The AI Security Institute, a research organisation within the UK Government’s Department for Science, Innovation, and Technology (DSIT), has formed an international coalition to ensure the safe development of AI technology.
The project, which will tackle issues around human control, security and ensuring AI systems behave predictably as designed, comes as the government says today’s methods for controlling AI are likely to be insufficient for more capable future systems as the technology continues to develop.
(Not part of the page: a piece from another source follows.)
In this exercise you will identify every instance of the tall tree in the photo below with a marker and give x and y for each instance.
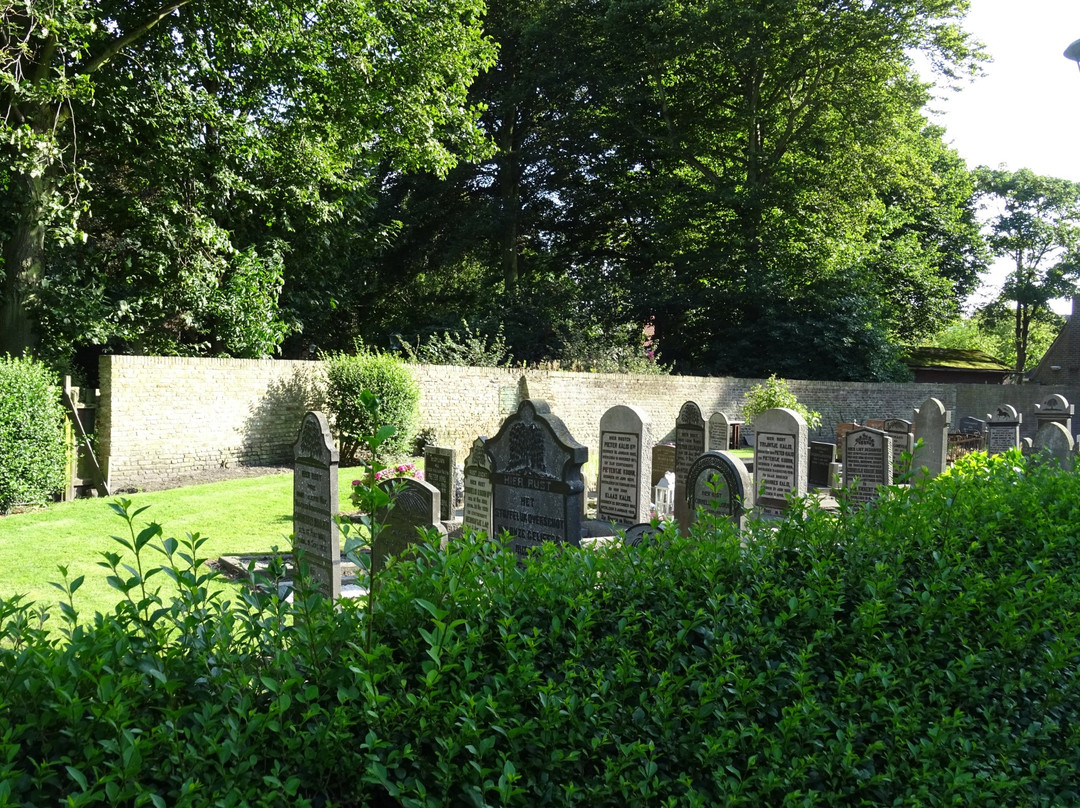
(1037, 227)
Science, innovation and technology secretary Peter Kyle said that advanced AI systems are already exceeding human performance in some areas, and the responsible development of AI needs a co-ordinated global approach.
“AI alignment is all geared towards making systems behave as we want them to, so they are always acting in our best interests,” he added. “This is at the heart of the work the Institute has been leading since day one – safeguarding our national security and ensuring the British public are protected from the most serious risks AI could pose as the technology becomes more and more advanced.”
The project will see the institute work with a number of partners including the Canadian AI Safety Institute, Canadian Institute for Advanced Research (CIFAR), Schmidt Sciences, Amazon Web Services (AWS), Anthropic, Halcyon Futures, the Safe AI Fund, UK Research and Innovation, and the Advanced Research and Invention Agency (ARIA).
The government said that AI alignment is a “crucial” part of AI research according to industry and academia, describing it as one of the “most urgent” technical challenges that the world currently faces.
The project will fund cutting-edge research into AI alignment, including ways to make sure AI systems continue to follow goals as the technology becomes more capable and finding techniques to ensure AI systems remain transparent and responsive to human oversight.
The coalition will be guided by an advisory board including Shafi Goldwasser full professor at Université de Montréal and founder and scientific advisor of Mila - Quebec AI Institute, Zico Kolter, professor and head of machine learning department at Carnegie Mellon University and Sydney Levine, research scientist at Google DeepMind.
The project is backed by a fund of over £15 million from the government, which it said will position the UK as a world leader in AI.
Through the project, researchers across a variety of disciplines from computer sciences to cognitive science can apply for grant funding of up to £1 million, while AWS has allocated up to £5 million in cloud computing credits to enable technical experiments beyond typical academic reach.
Additionally, investment will be provided by private funders to accelerate commercial alignment solutions.